Porta Fontinalis
The Porta Fontinalis was a gate in the Servian Wall in ancient Rome. It was located on the northern slope of the Capitoline Hill, probably the northeast shoulder over the Clivus Argentarius.[1] The Via Salaria exited through it, as did the Via Flaminia originally, providing a direct link with Picene and Gallic territory.[2] After the Aurelian Walls were constructed toward the end of the 3rd century AD, the section of the Via Flaminia that ran between the Porta Fontinalis and the new Porta Flaminia was called the Via Lata ("Broadway").[3]
During a highly active period of building construction and religious dedications following the Second Punic War, the aediles of 193 BC, Marcus Aemilius Lepidus and Lucius Aemilius Paullus, built a monumental portico linking the Porta Fontinalis to the Altar of Mars in the Campus Martius.[4] The portico, known as the Aemiliana, was a covered walkway for the censors, who conducted the census at the Altar of Mars but had their office just inside the gate, within the walls.[5]
The extant Tomb of Bibulus, dating to the first half of the 1st century BC, was located just outside the gate.[6] A funerary stele of the 2nd century AD preserves the name of a shoemaker, Gaius Julius Helius, who was located somewhere around the gate.[7] Most notoriously, Gnaeus Calpurnius Piso, the supposed poisoner of the Emperor Tiberius' heir apparent Germanicus, had built structures above the gate to connect his private residences. The resulting domus was criticized for dominating the architectural profile of the site. As part of the punitive measures against the associates, family, and memory of Piso in the wake of the conspiracy, the senate ordered the demolition of these structures.[8]
The Porta Fontinalis got its name from nearby springs (fontes),[9] such as the spring still in evidence in the lowest level of the Tullianum.[10] It may have had a religious connection to the god of springs and wells known as Fons or Fontus who was celebrated at the Fontinalia.[11]
Ancient sources that mention the gate include Livy and Paulus.[12]
References
- ^ Lawrence Richardson, A New Topographical Dictionary of Ancient Rome (Johns Hopkins University Press, 1992), p. 311.
- ^ Romolo Augusto Staccioli, The Roads of the Romans («L'Erma» di Bretschneider, 2003), pp. 38, 72; Stephen L. Dyson, Rome: A Living Portrait of an Ancient City (Johns Hopkins University Press, 2010), p. 42.

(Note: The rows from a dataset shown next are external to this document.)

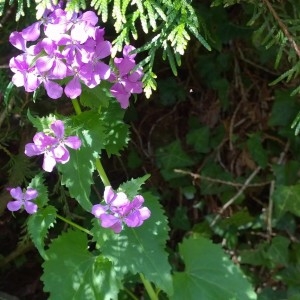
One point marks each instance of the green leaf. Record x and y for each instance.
(141, 249)
(258, 153)
(96, 97)
(209, 274)
(132, 187)
(38, 183)
(287, 199)
(116, 131)
(77, 173)
(38, 227)
(72, 272)
(41, 123)
(278, 252)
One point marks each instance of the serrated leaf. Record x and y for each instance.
(141, 249)
(77, 173)
(40, 123)
(72, 272)
(96, 97)
(116, 131)
(39, 225)
(209, 274)
(132, 187)
(278, 252)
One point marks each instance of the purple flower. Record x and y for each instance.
(23, 199)
(119, 210)
(72, 48)
(53, 147)
(25, 75)
(125, 81)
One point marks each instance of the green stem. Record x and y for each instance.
(148, 288)
(76, 106)
(99, 166)
(106, 182)
(130, 294)
(102, 173)
(74, 225)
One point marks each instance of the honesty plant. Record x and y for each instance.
(53, 146)
(23, 199)
(67, 54)
(118, 210)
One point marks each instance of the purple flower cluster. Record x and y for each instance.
(53, 146)
(72, 47)
(119, 210)
(126, 81)
(23, 199)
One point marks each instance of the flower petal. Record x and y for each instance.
(32, 32)
(14, 205)
(73, 142)
(30, 207)
(17, 193)
(58, 128)
(73, 88)
(30, 194)
(49, 162)
(53, 89)
(31, 150)
(98, 210)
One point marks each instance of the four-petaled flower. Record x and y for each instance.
(126, 82)
(119, 210)
(53, 146)
(23, 199)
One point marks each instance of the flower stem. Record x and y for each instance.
(102, 173)
(76, 106)
(148, 288)
(74, 225)
(98, 163)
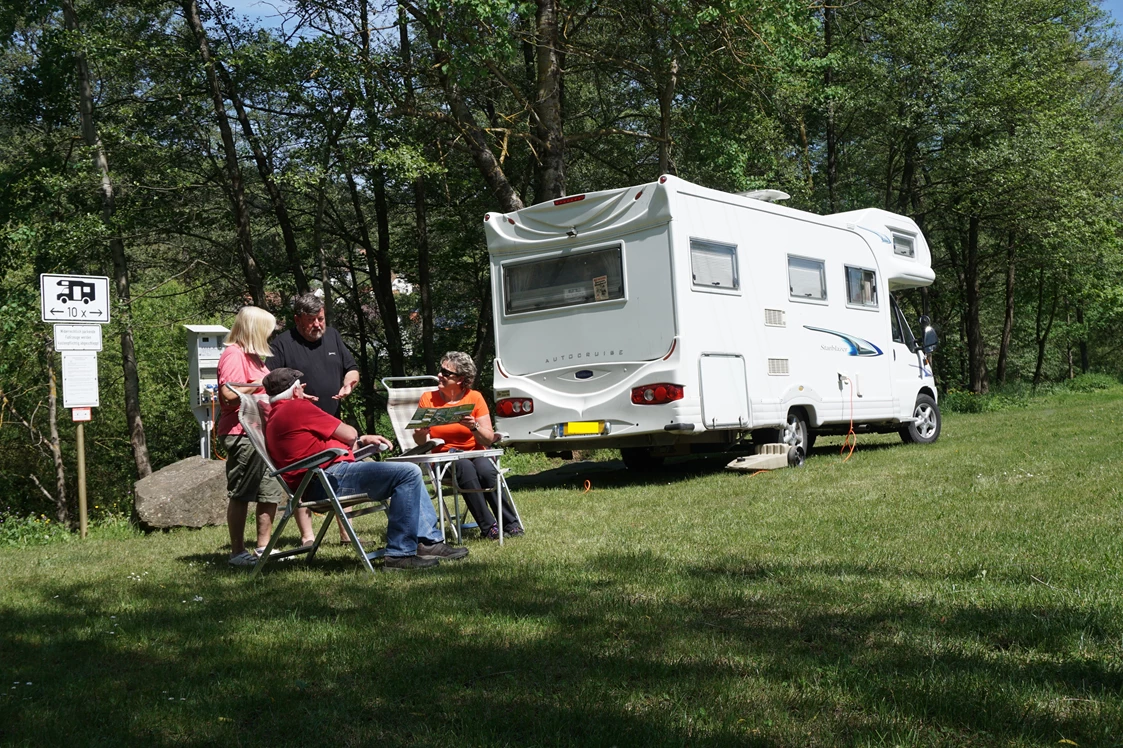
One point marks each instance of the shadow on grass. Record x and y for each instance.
(635, 649)
(614, 474)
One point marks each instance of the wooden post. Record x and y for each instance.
(81, 480)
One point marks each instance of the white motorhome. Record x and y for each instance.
(669, 318)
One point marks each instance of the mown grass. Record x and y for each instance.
(962, 593)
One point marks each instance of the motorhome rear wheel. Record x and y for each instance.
(925, 429)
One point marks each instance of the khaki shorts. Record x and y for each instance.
(245, 473)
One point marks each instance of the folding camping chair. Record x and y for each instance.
(401, 404)
(252, 417)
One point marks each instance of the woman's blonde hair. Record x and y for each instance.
(252, 330)
(465, 366)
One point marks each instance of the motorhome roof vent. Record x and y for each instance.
(766, 195)
(777, 367)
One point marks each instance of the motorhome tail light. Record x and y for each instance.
(657, 394)
(513, 407)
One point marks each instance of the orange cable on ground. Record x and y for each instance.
(848, 441)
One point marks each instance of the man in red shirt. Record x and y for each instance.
(298, 429)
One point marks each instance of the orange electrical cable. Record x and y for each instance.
(848, 441)
(215, 435)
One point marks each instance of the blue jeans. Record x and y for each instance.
(410, 517)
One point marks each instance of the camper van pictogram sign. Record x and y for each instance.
(74, 299)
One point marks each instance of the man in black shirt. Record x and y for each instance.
(318, 350)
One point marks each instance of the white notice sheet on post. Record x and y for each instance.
(80, 379)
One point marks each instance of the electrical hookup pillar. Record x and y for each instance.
(204, 346)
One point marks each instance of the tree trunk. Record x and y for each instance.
(249, 268)
(1007, 322)
(383, 277)
(265, 170)
(420, 211)
(92, 138)
(666, 101)
(832, 148)
(548, 127)
(62, 512)
(366, 376)
(976, 348)
(1042, 327)
(1084, 339)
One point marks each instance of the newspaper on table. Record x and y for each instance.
(425, 418)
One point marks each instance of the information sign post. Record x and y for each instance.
(82, 303)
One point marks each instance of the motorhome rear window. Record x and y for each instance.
(806, 279)
(713, 265)
(566, 281)
(860, 288)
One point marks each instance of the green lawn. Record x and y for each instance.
(961, 593)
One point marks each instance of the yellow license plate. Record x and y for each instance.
(580, 428)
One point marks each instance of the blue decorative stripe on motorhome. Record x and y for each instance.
(856, 346)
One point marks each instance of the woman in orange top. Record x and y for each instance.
(474, 431)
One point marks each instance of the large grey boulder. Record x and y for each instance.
(188, 493)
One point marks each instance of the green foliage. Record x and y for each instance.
(24, 531)
(1092, 382)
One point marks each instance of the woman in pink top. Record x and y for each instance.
(243, 361)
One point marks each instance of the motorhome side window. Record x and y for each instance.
(904, 245)
(713, 265)
(564, 281)
(860, 288)
(806, 279)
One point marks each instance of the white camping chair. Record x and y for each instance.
(401, 404)
(252, 417)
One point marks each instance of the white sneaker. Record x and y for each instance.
(245, 558)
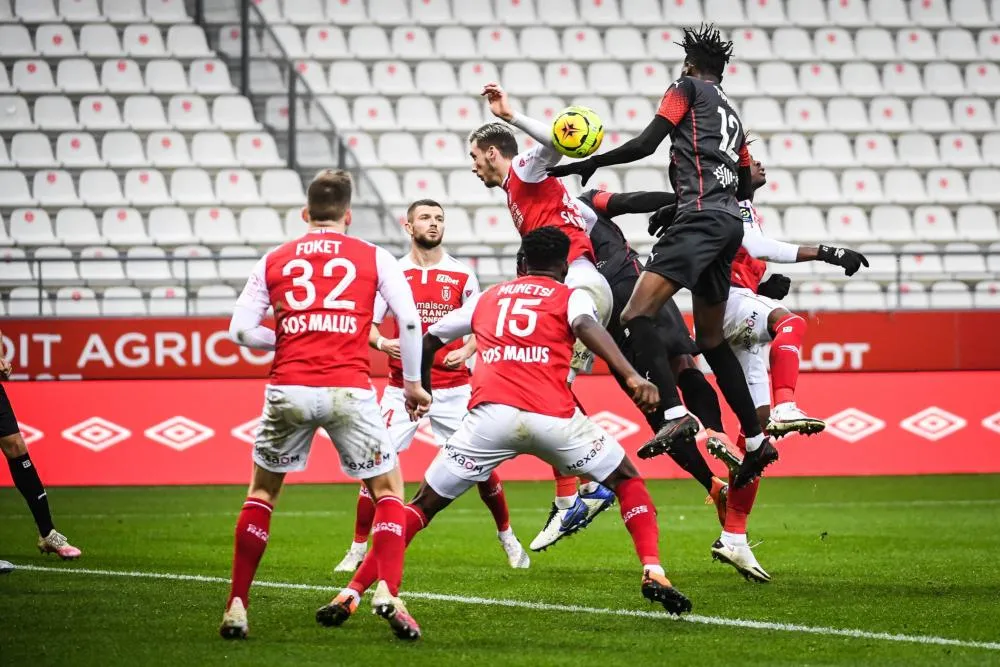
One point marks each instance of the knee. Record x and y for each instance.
(13, 446)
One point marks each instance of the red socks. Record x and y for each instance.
(788, 336)
(388, 541)
(368, 573)
(491, 491)
(740, 501)
(365, 516)
(252, 529)
(639, 515)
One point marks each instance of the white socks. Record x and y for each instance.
(675, 412)
(565, 502)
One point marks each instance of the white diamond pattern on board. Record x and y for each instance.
(853, 425)
(933, 423)
(96, 434)
(179, 433)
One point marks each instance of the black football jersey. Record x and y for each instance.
(707, 146)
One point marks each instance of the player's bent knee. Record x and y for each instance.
(13, 446)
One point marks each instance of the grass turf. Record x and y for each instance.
(897, 555)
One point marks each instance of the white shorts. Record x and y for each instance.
(584, 275)
(447, 411)
(492, 433)
(745, 329)
(350, 416)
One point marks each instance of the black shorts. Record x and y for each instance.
(697, 252)
(670, 324)
(8, 422)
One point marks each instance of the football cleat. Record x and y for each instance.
(56, 543)
(754, 463)
(740, 557)
(672, 431)
(719, 446)
(352, 559)
(516, 555)
(597, 501)
(392, 609)
(787, 418)
(561, 522)
(657, 588)
(338, 611)
(234, 621)
(718, 496)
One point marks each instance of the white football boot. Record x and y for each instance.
(787, 418)
(234, 621)
(56, 543)
(741, 557)
(516, 555)
(352, 559)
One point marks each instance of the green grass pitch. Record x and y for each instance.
(903, 556)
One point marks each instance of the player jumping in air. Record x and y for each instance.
(440, 284)
(525, 330)
(713, 173)
(536, 200)
(322, 287)
(754, 318)
(26, 480)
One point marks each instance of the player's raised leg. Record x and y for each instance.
(26, 479)
(788, 331)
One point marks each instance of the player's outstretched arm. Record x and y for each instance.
(583, 321)
(245, 327)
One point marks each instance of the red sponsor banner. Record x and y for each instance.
(200, 348)
(185, 432)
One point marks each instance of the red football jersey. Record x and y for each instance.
(536, 199)
(437, 291)
(747, 270)
(525, 345)
(322, 287)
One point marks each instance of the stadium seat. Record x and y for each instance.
(77, 227)
(863, 295)
(123, 302)
(31, 227)
(436, 78)
(146, 187)
(213, 149)
(56, 267)
(987, 294)
(104, 267)
(32, 150)
(169, 301)
(214, 300)
(123, 227)
(916, 45)
(169, 226)
(191, 187)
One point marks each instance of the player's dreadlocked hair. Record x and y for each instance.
(705, 50)
(545, 248)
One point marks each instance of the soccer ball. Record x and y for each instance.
(577, 131)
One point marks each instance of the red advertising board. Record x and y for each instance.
(200, 348)
(187, 432)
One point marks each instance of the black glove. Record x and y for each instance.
(585, 168)
(851, 260)
(661, 219)
(775, 287)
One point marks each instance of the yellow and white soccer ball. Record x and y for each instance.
(577, 131)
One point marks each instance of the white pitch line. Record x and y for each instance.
(544, 606)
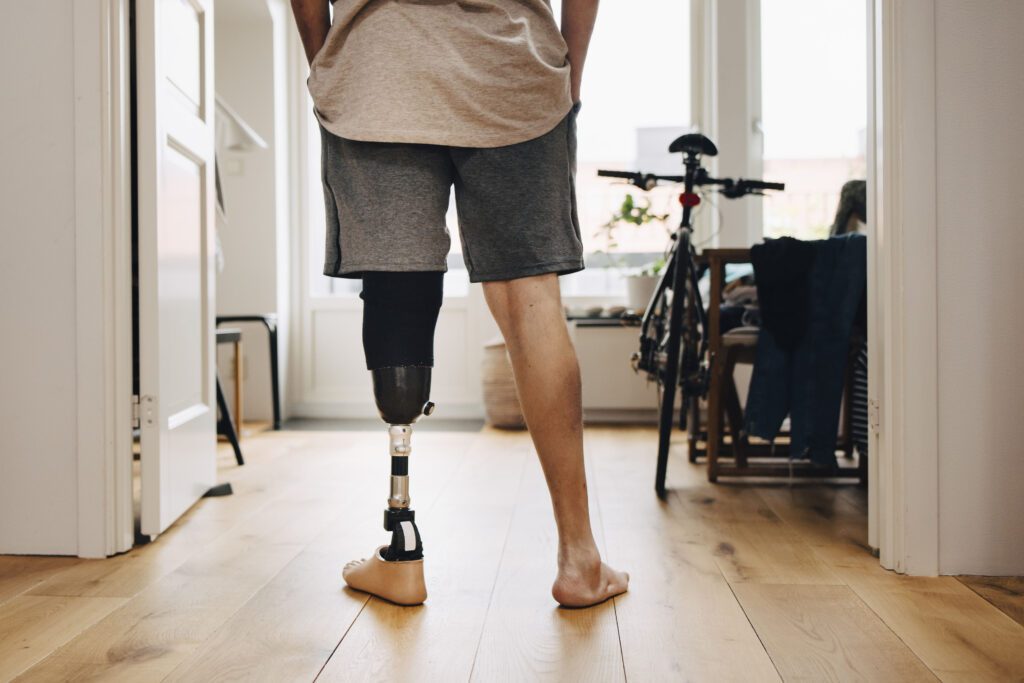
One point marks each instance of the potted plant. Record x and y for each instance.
(640, 285)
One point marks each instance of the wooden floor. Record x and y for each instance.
(730, 582)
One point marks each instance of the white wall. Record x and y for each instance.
(980, 145)
(38, 408)
(251, 75)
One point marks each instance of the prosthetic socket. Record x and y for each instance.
(399, 314)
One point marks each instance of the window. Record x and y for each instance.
(813, 71)
(635, 101)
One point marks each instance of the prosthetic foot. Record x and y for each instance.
(394, 571)
(399, 314)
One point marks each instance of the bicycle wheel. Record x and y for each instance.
(673, 348)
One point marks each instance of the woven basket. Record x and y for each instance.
(500, 399)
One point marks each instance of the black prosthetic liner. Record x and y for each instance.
(399, 313)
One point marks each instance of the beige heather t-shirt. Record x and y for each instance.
(462, 73)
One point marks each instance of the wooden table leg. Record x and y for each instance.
(238, 388)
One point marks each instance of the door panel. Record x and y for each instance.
(174, 158)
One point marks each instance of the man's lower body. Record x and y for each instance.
(519, 230)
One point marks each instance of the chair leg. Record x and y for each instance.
(693, 435)
(225, 427)
(271, 328)
(714, 421)
(735, 414)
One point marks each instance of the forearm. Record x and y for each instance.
(313, 20)
(578, 25)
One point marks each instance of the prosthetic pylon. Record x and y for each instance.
(402, 395)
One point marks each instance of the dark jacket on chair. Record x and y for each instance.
(809, 294)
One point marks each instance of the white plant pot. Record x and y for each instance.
(639, 289)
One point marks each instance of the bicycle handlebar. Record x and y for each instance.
(730, 187)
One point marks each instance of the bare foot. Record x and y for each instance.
(586, 581)
(399, 582)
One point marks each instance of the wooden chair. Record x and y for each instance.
(728, 451)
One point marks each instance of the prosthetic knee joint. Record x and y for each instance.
(398, 318)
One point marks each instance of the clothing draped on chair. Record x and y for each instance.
(810, 293)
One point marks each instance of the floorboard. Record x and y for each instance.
(733, 582)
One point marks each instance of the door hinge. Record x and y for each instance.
(138, 403)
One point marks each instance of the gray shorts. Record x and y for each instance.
(517, 210)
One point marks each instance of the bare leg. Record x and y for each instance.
(528, 310)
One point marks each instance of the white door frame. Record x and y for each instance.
(102, 259)
(902, 292)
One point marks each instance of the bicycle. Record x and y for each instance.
(673, 350)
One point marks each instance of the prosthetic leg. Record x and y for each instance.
(399, 315)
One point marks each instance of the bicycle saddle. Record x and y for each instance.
(694, 143)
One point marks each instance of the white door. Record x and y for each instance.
(175, 164)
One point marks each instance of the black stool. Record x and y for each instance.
(224, 425)
(269, 321)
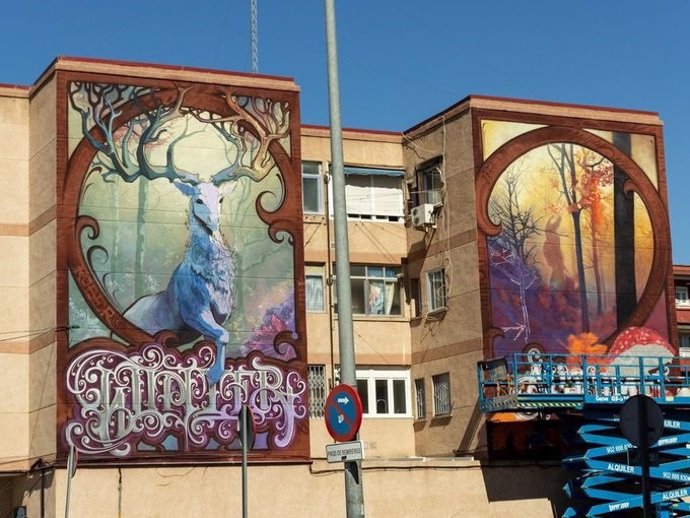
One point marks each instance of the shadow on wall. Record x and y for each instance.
(526, 482)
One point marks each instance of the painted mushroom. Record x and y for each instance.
(634, 342)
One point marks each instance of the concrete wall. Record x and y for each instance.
(16, 328)
(405, 489)
(448, 341)
(379, 341)
(43, 267)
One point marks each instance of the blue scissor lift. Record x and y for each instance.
(591, 391)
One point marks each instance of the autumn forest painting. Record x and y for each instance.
(573, 247)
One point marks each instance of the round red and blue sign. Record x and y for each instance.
(343, 413)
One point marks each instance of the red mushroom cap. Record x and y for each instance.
(634, 342)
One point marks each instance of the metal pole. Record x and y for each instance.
(643, 429)
(243, 438)
(353, 472)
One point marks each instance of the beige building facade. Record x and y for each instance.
(430, 298)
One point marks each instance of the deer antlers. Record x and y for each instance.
(254, 124)
(126, 156)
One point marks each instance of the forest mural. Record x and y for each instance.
(182, 243)
(576, 237)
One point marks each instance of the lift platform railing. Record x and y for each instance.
(538, 381)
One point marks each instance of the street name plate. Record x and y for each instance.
(345, 451)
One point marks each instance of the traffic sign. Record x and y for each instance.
(641, 419)
(246, 426)
(344, 451)
(343, 413)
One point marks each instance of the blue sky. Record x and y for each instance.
(400, 61)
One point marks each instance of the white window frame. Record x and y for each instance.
(315, 177)
(432, 290)
(370, 376)
(443, 403)
(313, 272)
(373, 212)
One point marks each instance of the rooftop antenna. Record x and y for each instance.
(254, 33)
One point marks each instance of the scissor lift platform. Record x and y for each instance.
(608, 478)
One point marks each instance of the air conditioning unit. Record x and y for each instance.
(423, 215)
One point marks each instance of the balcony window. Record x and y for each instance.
(375, 290)
(374, 194)
(384, 392)
(429, 182)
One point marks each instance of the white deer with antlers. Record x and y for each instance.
(199, 296)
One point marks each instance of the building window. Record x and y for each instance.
(312, 194)
(430, 182)
(415, 298)
(375, 290)
(441, 386)
(314, 289)
(316, 379)
(684, 351)
(437, 289)
(384, 392)
(420, 395)
(374, 194)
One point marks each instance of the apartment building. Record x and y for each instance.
(681, 278)
(168, 257)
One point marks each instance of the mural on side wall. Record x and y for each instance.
(181, 240)
(576, 245)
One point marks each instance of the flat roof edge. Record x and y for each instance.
(160, 71)
(538, 107)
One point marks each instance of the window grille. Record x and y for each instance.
(437, 289)
(442, 404)
(314, 291)
(316, 379)
(420, 394)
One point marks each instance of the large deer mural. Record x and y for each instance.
(124, 125)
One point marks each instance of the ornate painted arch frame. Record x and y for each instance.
(654, 303)
(129, 393)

- ^ Staccioli, The Roads of the Romans, p. 17.
- ^ Livy 35.10.12; John E. Stambaugh, The Ancient Roman City (Johns Hopkins University Press, 1988), p. 32; Daniel J. Gargola, Lands, Laws, and Gods: Magistrates and Ceremonies in the Regulation of Public Lands in Republican Rome (University of North Carolina Press, 1995), p. 135; Richardson, Topographical Dictionary, p. 303.
- ^ Richardson, Topographical Dictionary, pp. 41, 303.
- ^ Amanda Claridge, Rome: An Oxford Archaeological Guide (Oxford University Press, 1998), p. 168.
- ^ CIL 6.33914; Lauren Hackworth Petersen, "'Clothes Makes the Man': Dressing the Roman Freedman Body," in Bodies and Boundaries in Graeco-Roman Antiquity (de Gruyter, 2009), p. 182.
- ^ Tacitus, Annales 3.9.3; Greg Rowe, Princes and Political Cultures: The New Tiberian Senatorial Decrees (University of Michigan Press, 2002), p. 15; O.F. Robinson, Penal Practice and Penal Policy in Ancient Rome (Routledge, 2007), p. 72; Werner Eck, "Emperor and Senatorial Aristocracy in Competition for Public Space," in The Emperor and Rome: Space, Representation, and Ritual (Cambridge University Press, 2010), p. 103.
- ^ Harry B. Evans, Water Distribution in Ancient Rome (University of Michigan, 1994, 1997), p. 77; Richardson, Topographical Dictionary, p. 303.
- ^ Richardson, Topographical Dictionary, p. 71.
- ^ William Warde Fowler, The Roman Festivals of the Period of the Republic (London, 1908), p. 240.
- ^ Livy 35.10.11–12; Paulus ex Festo 75 in the edition of Lindsay; Richardson, Topographical Dictionary, p. 303.